Tuesday, November 2, 2010

Utopia Anyone?


The city of Atlanta, along with the downtown business association, has been accused of conspiring to close the Task Force for the Homeless, a facility that as many as 700 homeless men depend on. The Task Force backs up and takes overflow from other shelters. Criticism of the Task Force includes, in my experience, “They’re not a good neighbor, they enable criminality…”, “They only warehouse the homeless.”, implying that the other facilities do more though, not mentioned, is for fewer and never addressed is what would become of 700 men if the facility closed. Some argue that business interests covet the valuable property. Others emphasize the negative effect on tourism and downtown business of hundreds of homeless men in various states ranging from simply “unsightly” to in-your-face panhandling to mugging, intoxication and mental and physical illness.

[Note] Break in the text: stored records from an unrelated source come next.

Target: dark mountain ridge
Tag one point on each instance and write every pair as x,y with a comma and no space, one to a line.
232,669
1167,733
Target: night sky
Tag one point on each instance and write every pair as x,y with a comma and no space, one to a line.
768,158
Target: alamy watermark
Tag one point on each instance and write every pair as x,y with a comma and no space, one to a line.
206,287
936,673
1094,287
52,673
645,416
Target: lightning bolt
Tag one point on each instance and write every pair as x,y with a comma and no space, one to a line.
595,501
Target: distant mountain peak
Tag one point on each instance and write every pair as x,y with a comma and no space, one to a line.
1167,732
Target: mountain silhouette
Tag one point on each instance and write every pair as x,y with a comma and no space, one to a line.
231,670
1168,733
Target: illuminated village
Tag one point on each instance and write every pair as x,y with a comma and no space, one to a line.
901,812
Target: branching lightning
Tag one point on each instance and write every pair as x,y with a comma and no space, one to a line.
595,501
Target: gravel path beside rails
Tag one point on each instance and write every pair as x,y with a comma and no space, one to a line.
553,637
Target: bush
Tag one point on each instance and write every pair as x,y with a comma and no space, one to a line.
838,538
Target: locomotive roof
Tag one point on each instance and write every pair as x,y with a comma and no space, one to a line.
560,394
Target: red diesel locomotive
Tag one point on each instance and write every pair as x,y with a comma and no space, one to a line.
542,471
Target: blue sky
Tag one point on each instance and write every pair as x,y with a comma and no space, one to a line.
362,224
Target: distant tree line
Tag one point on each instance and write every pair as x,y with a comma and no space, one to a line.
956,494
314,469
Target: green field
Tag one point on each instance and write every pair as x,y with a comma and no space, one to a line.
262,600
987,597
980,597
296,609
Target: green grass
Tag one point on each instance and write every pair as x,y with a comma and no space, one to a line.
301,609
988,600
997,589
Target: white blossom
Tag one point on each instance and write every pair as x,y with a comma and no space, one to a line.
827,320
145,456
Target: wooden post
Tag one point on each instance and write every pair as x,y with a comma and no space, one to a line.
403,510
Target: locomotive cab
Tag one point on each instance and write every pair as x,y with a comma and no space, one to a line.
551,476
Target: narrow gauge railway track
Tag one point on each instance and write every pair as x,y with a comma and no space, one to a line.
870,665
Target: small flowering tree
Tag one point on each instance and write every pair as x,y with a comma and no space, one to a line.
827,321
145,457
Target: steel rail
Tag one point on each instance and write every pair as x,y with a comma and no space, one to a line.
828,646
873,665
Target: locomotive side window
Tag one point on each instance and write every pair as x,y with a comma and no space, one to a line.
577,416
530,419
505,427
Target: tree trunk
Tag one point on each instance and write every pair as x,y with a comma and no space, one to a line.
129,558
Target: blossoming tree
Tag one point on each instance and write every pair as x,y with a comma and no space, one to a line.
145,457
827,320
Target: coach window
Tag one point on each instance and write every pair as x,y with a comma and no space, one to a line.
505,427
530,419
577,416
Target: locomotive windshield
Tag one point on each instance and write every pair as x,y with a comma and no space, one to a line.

The difficulty of the homeless problem is huge. No surprise that some eagerly jump to the solution of pushing it onto someone else’s turf, passing blatantly unconstitutional measures like the so-called Urban Camping Ordinance that gave the police authority to arrest anyone who set their bag down as an illegal “camper”. Business persons in suits who set their brief cases down would not of course have been at risk. Imagine that the city supported the Task Force fully, even expanding it and putting resources into addressing the panhandling, criminal and illness aspects. Likely word would get out and the homeless would gravitate to Atlanta, compounding this intractable problem.

Homelessness is only one of many challenges we face, and given the election results this week, we’ve apparently decided (with a little nudge from wealthy ideologues) our best strategy is denial. Another course would be to look at where we want to be and set about figuring out how to get there. Here’s my vision: we need to devise a way to provide food, clothing, shelter, education and healthcare for the world’s population in a way that doesn’t despoil the life system. This means that instead of getting up every morning and chasing money all day we put our creative energy into that task. Any ideas anyone? Probably won’t happen this week, probably not even before the turn of the year but the alternative is extinction by one or more of three intertwined global threats – nuclear or other WMD holocaust and/or pollution and/or overpopulation, hastened and ushered along by our dear old friend, denial.